Boris Johnson and Jeremy Corbyn have clashed on Brexit, public services and trust in politics during their final debate of the general election campaign. The prime minister said the choice next Thursday was between a Conservative majority that would deliver Brexit and a hung parliament that would see Mr Corbyn depending on the Scottish National Party (SNP) to govern.
Mr Corbyn accused Mr Johnson of deceiving the public over his Brexit deal, pointing to leaked documents from the Treasury about its impact on trade between Northern Ireland and the rest of the United Kingdom. The documents, which Labour published on Friday morning, say that customs checks and paperwork would add costs to businesses and consumers in the North.

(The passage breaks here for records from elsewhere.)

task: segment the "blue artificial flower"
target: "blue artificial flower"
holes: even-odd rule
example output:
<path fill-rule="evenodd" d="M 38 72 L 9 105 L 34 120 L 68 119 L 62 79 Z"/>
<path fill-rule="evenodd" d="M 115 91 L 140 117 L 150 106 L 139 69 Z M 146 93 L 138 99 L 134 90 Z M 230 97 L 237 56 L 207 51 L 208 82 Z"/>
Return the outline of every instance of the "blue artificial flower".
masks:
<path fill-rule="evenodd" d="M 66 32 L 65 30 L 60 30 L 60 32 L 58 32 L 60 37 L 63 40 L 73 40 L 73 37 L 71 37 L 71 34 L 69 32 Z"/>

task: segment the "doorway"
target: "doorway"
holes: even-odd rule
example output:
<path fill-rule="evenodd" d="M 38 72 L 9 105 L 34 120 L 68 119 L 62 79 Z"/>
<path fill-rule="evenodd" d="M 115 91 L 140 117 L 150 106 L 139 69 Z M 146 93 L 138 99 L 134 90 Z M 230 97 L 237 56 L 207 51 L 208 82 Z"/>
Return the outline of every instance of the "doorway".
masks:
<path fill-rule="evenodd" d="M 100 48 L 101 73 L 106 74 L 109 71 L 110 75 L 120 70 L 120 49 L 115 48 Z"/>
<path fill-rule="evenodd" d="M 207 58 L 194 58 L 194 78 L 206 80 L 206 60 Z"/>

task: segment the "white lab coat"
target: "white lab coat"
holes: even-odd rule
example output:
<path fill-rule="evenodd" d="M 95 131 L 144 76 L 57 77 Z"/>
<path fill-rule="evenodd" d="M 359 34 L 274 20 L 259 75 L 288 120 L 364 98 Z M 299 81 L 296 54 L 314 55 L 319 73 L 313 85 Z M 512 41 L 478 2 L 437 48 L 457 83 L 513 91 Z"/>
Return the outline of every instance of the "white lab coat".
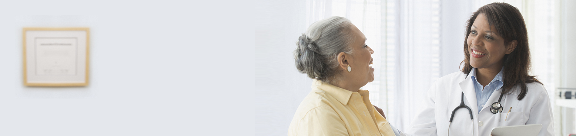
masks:
<path fill-rule="evenodd" d="M 471 108 L 473 120 L 470 120 L 468 110 L 458 108 L 450 127 L 450 135 L 488 136 L 495 127 L 536 123 L 542 124 L 538 135 L 554 135 L 552 108 L 544 86 L 537 83 L 526 84 L 528 92 L 521 100 L 517 99 L 520 92 L 517 86 L 513 91 L 502 97 L 503 111 L 495 114 L 490 110 L 492 103 L 498 102 L 502 89 L 494 91 L 478 113 L 474 84 L 470 76 L 457 72 L 438 79 L 428 91 L 424 104 L 426 108 L 403 135 L 448 135 L 450 116 L 460 104 L 463 91 L 464 104 Z M 511 111 L 508 113 L 510 107 Z"/>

Mr Johnson asserted that his Brexit deal would create no new barriers in the Irish Sea and questioned Mr Corbyn’s credentials on Northern Ireland.
“I find it slightly curious to be lectured about the union between Great Britain and Northern Ireland . . . when he actually supported for four decades the campaign by the IRA to destroy it,” he said.

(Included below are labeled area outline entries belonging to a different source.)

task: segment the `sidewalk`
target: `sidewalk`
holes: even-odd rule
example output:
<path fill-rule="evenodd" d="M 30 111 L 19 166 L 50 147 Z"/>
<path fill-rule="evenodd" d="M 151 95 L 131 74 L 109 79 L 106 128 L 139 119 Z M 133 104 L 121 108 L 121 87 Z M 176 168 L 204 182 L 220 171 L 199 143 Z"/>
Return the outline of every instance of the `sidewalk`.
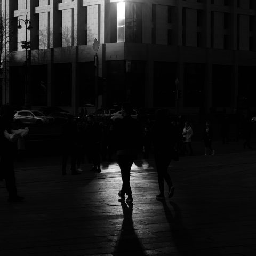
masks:
<path fill-rule="evenodd" d="M 153 160 L 138 160 L 129 205 L 118 202 L 116 162 L 65 177 L 41 163 L 17 169 L 23 203 L 6 202 L 0 183 L 1 256 L 256 255 L 254 151 L 172 162 L 176 189 L 163 202 Z"/>

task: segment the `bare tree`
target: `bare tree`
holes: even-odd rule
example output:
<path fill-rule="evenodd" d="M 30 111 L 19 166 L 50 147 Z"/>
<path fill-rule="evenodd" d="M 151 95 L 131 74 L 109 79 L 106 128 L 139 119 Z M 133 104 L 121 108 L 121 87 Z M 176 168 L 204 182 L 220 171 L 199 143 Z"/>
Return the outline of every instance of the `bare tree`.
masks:
<path fill-rule="evenodd" d="M 1 65 L 9 60 L 11 52 L 9 50 L 9 43 L 11 32 L 10 29 L 9 19 L 4 13 L 0 17 L 0 56 Z"/>

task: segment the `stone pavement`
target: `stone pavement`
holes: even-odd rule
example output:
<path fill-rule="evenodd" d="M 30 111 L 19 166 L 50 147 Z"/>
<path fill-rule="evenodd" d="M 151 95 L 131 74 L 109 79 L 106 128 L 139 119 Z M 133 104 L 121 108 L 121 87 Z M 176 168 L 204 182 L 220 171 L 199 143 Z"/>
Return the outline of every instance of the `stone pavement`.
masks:
<path fill-rule="evenodd" d="M 137 161 L 129 205 L 118 202 L 116 162 L 65 177 L 59 165 L 25 162 L 17 168 L 23 202 L 7 202 L 0 182 L 0 255 L 255 255 L 255 154 L 172 162 L 176 189 L 163 202 L 153 160 Z"/>

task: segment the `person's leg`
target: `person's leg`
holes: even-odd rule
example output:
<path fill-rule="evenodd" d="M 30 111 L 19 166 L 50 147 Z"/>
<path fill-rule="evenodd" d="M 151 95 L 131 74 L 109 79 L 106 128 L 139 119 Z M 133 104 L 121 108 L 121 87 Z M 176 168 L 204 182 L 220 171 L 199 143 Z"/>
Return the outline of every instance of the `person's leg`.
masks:
<path fill-rule="evenodd" d="M 188 147 L 189 148 L 190 155 L 193 155 L 193 150 L 192 149 L 192 146 L 191 142 L 187 142 L 188 143 Z"/>
<path fill-rule="evenodd" d="M 155 163 L 156 164 L 156 170 L 157 171 L 157 179 L 160 194 L 160 197 L 164 196 L 164 183 L 163 169 L 164 165 L 163 163 L 163 158 L 161 157 L 161 153 L 155 153 Z"/>
<path fill-rule="evenodd" d="M 123 186 L 121 193 L 124 195 L 131 195 L 132 190 L 130 183 L 131 177 L 131 168 L 133 163 L 133 158 L 131 156 L 121 155 L 118 156 L 118 164 L 121 171 Z"/>
<path fill-rule="evenodd" d="M 62 151 L 62 174 L 67 174 L 66 167 L 67 163 L 68 158 L 68 151 L 66 149 L 63 149 Z"/>

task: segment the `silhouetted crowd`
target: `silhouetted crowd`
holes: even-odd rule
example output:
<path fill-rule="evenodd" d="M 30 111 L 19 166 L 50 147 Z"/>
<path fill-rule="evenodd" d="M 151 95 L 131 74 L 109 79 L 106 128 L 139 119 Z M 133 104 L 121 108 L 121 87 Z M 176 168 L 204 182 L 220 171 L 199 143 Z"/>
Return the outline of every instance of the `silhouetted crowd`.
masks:
<path fill-rule="evenodd" d="M 189 122 L 181 116 L 172 116 L 167 109 L 159 109 L 154 121 L 140 123 L 132 117 L 132 107 L 128 103 L 122 105 L 122 117 L 115 121 L 111 118 L 99 120 L 93 115 L 81 113 L 79 118 L 69 116 L 62 126 L 61 149 L 62 156 L 62 174 L 67 174 L 68 161 L 71 162 L 72 175 L 81 174 L 82 166 L 91 163 L 91 171 L 101 172 L 101 161 L 117 160 L 120 167 L 123 185 L 118 193 L 121 200 L 132 202 L 130 184 L 131 168 L 138 154 L 143 159 L 154 156 L 158 175 L 160 193 L 158 199 L 164 198 L 164 180 L 168 186 L 168 197 L 172 197 L 174 187 L 167 172 L 172 160 L 178 161 L 179 156 L 193 155 L 193 129 Z M 27 127 L 15 127 L 13 111 L 9 105 L 2 106 L 0 118 L 0 180 L 5 180 L 9 201 L 19 202 L 23 198 L 17 194 L 13 163 L 18 149 L 23 148 L 22 141 L 29 132 Z M 242 125 L 237 131 L 237 140 L 242 133 L 245 139 L 244 148 L 251 148 L 251 116 L 243 117 Z M 221 134 L 223 143 L 229 141 L 229 120 L 222 116 Z M 214 155 L 212 148 L 214 131 L 210 122 L 205 123 L 202 134 L 204 155 Z"/>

Mr Corbyn defended his party’s economic policies, which he said were fully costed and would mean that only the top 5 per cent of earners would pay more tax.

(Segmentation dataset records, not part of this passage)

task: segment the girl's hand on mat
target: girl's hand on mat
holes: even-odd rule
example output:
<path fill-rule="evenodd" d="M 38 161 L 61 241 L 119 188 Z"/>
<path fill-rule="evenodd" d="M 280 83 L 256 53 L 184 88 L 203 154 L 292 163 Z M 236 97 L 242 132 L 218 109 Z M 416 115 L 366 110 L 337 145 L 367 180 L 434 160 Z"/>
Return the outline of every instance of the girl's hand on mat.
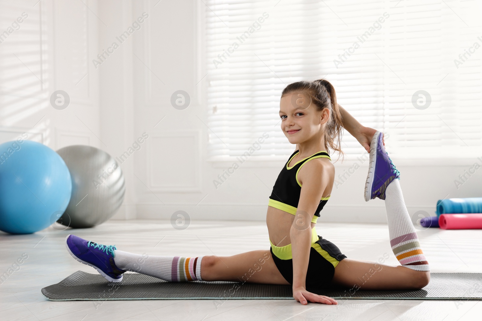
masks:
<path fill-rule="evenodd" d="M 375 134 L 375 132 L 376 132 L 376 129 L 370 127 L 362 126 L 359 129 L 357 134 L 355 137 L 368 153 L 370 153 L 370 144 L 372 142 L 372 138 L 373 138 L 373 135 Z M 382 139 L 384 146 L 385 145 L 385 135 L 383 135 Z"/>
<path fill-rule="evenodd" d="M 338 302 L 331 297 L 325 295 L 319 295 L 314 293 L 308 292 L 304 287 L 293 289 L 293 297 L 295 299 L 304 305 L 308 304 L 308 301 L 313 303 L 324 303 L 324 304 L 338 304 Z"/>

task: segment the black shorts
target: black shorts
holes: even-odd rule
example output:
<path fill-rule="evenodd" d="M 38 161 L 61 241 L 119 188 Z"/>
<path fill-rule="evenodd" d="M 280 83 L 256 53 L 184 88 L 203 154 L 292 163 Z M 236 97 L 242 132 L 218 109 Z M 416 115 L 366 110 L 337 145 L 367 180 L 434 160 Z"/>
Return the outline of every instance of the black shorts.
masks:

“My kind of socialism is one where you don’t leave people behind,” he said.
“We have gone too far down the road with free-market economics and created too much inequality.
Poll
A snap poll from YouGov found the public almost evenly divided over who won the debate, with 52 per cent choosing Mr Johnson and 48 per cent saying Mr Corbyn came out on top.
Earlier, former Conservative prime minister John Major endorsed Dominic Grieve, David Gauke and Anne Milton, who were expelled from the party over Brexit and are standing as Independents. In a video message to an anti-Brexit rally in London, Sir John described the three former ministers as principled, decent human beings.
“Let me make one thing absolutely clear: none of them has left the Conservative party. The Conservative party has left them. Without such talent on its benches, parliament will be the poorer,” he said.
Tony Blair, who succeeded Sir John as prime minister, said he would vote Labour but urged others to vote tactically to ensure that Mr Johnson would not return with a majority.
“Some groan at the idea of a hung parliament. But better a parliament that’s hung for want of a majority than a country hung for want of a leader,” he said.
Mr Blair said that Britain's place in Europe should be determined by a second referendum rather than a general election and he mocked the claims of Brexiteers that leaving the European Union would be easy.
“Brexit is not a mistake, I wish it were, it is a disaster, a disaster our country cannot afford. And I say to those of my generation who voted for it, with age can come the wisdom of lived experience. But it is youth that has its finger on the beating pulse of the future and we have no right to steal that future from them,” he said.